Kim Harrington’s Clarity was a surprise hit for me last year, so Perception, the follow-up novel featuring psychic sleuth Clare Fern, was a guaranteed read. While I definitely enjoyed it, it didn’t live up to my expectations.
One of Clare’s classmates has gone missing. The girl’s mother visits Clare’s family for a psychic reading, but they aren’t able to tell her much. Clare, however, buoyed by her success with the events in the first book, decides that she wants to help solve the case. Meanwhile, Clare has been receiving notes from a secret admirer. While the notes are flattering at first, they start to grow more sinister. Is there a connection? And does it have anything to do with the messages Clare’s brother, Perry, has been getting from beyond the grave from a girl who has been dead for years? 
The mystery is fine, although the clues are frequently obvious and inserted into the story somewhat clumsily. In one scene, Clare learns that she should try searching for alternate spellings of a possible murder victim’s name to get more information on her after noticing that a friend’s name is spelled strangely. It’s not very smoothly done, but I may be biased since something like that is Librarianship 101.
What I really wanted out of Perception was a greater focus on Clare’s interesting family history, some of which was hinted at in Clarity.
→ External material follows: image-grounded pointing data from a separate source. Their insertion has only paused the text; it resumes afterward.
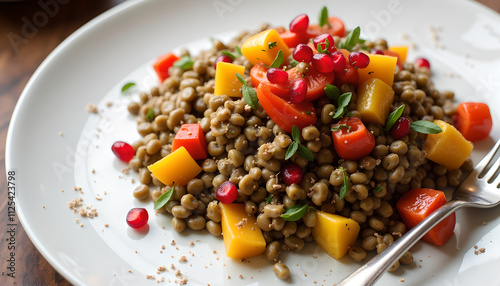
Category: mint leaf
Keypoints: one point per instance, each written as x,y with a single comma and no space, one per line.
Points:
425,127
164,199
393,117
295,212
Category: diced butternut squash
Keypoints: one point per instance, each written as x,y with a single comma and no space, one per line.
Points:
176,168
263,47
334,233
381,67
402,52
448,148
374,100
226,82
242,237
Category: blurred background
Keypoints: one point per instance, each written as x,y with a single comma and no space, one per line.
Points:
29,31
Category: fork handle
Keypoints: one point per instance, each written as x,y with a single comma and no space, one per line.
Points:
369,273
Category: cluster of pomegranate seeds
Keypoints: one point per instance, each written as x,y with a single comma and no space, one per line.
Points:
321,40
298,91
137,217
359,60
277,76
339,61
303,53
323,63
422,62
227,192
124,151
376,52
401,128
223,58
291,174
299,24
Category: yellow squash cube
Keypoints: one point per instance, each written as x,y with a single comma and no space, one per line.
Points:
402,52
177,167
448,148
263,47
381,67
334,233
374,100
226,82
242,237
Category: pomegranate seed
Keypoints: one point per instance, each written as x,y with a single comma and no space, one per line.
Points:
401,128
298,91
421,62
223,58
275,75
323,63
339,61
227,192
137,217
299,24
376,52
359,60
321,39
123,151
291,174
303,53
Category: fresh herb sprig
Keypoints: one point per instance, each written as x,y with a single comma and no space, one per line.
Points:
184,63
164,199
297,145
249,94
342,104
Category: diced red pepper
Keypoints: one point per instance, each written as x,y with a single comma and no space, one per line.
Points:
352,141
191,137
163,63
417,204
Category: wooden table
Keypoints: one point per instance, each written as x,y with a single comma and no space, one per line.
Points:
19,57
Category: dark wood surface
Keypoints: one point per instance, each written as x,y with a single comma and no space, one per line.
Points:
21,52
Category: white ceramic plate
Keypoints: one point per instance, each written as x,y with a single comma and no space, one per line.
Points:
119,46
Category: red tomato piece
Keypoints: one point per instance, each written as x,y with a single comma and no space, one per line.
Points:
417,204
353,143
473,120
192,138
336,28
163,63
284,113
315,80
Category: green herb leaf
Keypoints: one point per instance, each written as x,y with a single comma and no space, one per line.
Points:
150,116
345,184
295,212
278,61
306,153
340,126
271,45
229,54
238,50
292,148
393,117
293,63
352,39
250,96
127,86
425,127
296,134
323,17
164,199
332,92
184,63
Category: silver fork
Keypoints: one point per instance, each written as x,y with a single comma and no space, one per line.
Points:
480,189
Mystery series are perfect for giving the reader a self-contained mystery in one volume and slowly building a longer mystery arc over several volumes, but that longer arc was virtually nonexistent here. It’s a shame, since the details dropped in Clarity were fascinating and a surefire hook to keep readers interested in sequels.
Perception also focused way too much attention on Clare’s love triangle, which I found tedious and supremely uninteresting. Clare’s got a legitimate choice to make about the two boys who want to date her, but it’s too large of a plot point. I wanted more sleuthing and less mooning. I admit this is a personal preference and some readers may be very invested in Clare’s decision, but I was tempted to skim during those parts.
Lastly, Clare seems to have lost some of her snark that made her character such a treat to read about in Clarity. I remember laughing out loud several times during the first volume, but it didn’t happen much in the second. Her voice isn’t completely changed, but it’s not as amusing.
All that said, Perception is still enjoyable. There aren’t many YA novels that are so completely, straightforwardly mysteries. (By that I mean, many books have mystery elements, but they’re often simply a part of the story rather than the whole point of the story.) Mystery is one of my first literary loves and I cherish the chance to re-visit it in YA when I can. Perception is a solid entry and I look forward to the next books.